I'm in such a fit of passion right now I feel that I could pass out if I don't scribble my thoughts out here! No time for explanations! I'll do that later! I just have one question. (That's a lie, I have ten million.)
If God accepts those who have faith in Him, and if faith is, by definition, a belief in something for which one has no physical proof, then are those who passionately seek proof of God and question the universe cursed by God for not believing blindly in His existence?
Are we really subject to a higher order over which we have no control? Are we cursed for thinking? Are we cursed for questioning? Surely faith is a beautiful thing. It's often the central drive of a person's soul. But why?
Jesus said that the Kingdom of Heaven belongs to "such as these", the children who wanted to see Jesus but whom the disciples tried to hold back in the crowd. He said another time that if one had the faith of a mustard seed, he could move mountains.
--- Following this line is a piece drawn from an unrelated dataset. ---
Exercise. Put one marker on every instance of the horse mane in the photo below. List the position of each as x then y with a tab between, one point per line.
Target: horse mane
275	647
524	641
I'm not exactly quoting verbatim here, but bear with me.
If faith is so simple, so easily attained by anyone, then in what category does God place those who not only have faith, but who have questions?
I feel like I'm being so incredibly redundant! Language is such an inhibitor!
If I could just show you...If I could capture on camera the stars tonight...That's what prompted my thoughts. I was lying on an old towel out under the stars in our driveway. We live out in the country on seven acres and the street lights and house lights near us fortunately are not bright enough to dim the stars. I see thousands of them...thousands of burning, luminary objects. I was driving home tonight with a friend of mine whose car has a sunroof. We opened it, and I stared up at those gods who so carefully protect each wish cast upon them. They're tangible. That's what gets me. I could really touch those stars...I'm just too far away.
It was the glory of the stars that led my thoughts to God. So many...so beautiful.
The stars, I believe, are one of the few things that leave men expressionless. Not a dull lack of expression, but an inability to adequately express the feeling of sanctification they bestow upon a person. When I look at the stars, I feel needed. I feel unified and with purpose. I feel beautiful.
I was thinking about the word universe tonight. The word universe begins with the prefix uni. I'm no etymologist, but uni typically means one, or to be unified in some way. We think of the universe as being separate from us, because our world is so present in our lives - the ground we walk, the creatures we encounter, the atmosphere we breathe - and we look up at night and see the stars and we think that they're foreign. But what are we to the stars?? We are just as foreign! So where then is the basis for normality among the planets and stars and rock dust in outer space? Where is the platform by which we measure normality if everything is equally different or equally the same? Why is it outer space, just because we don't have ready access to explore it in person? Why do we separate ourselves from the cosmos when we make up the cosmos?
If I am cursed, so be it. I see God in the stars, and I have faith. I see God in the stars, and I have questions. I cannot see God himself, and I doubt Him, but I do not doubt the stars...and yet I cannot touch the stars, and have never held a star in my hands...I have a horrible belief system.
I'm through. To hell with neat conclusions. I'm going back out to look at the stars.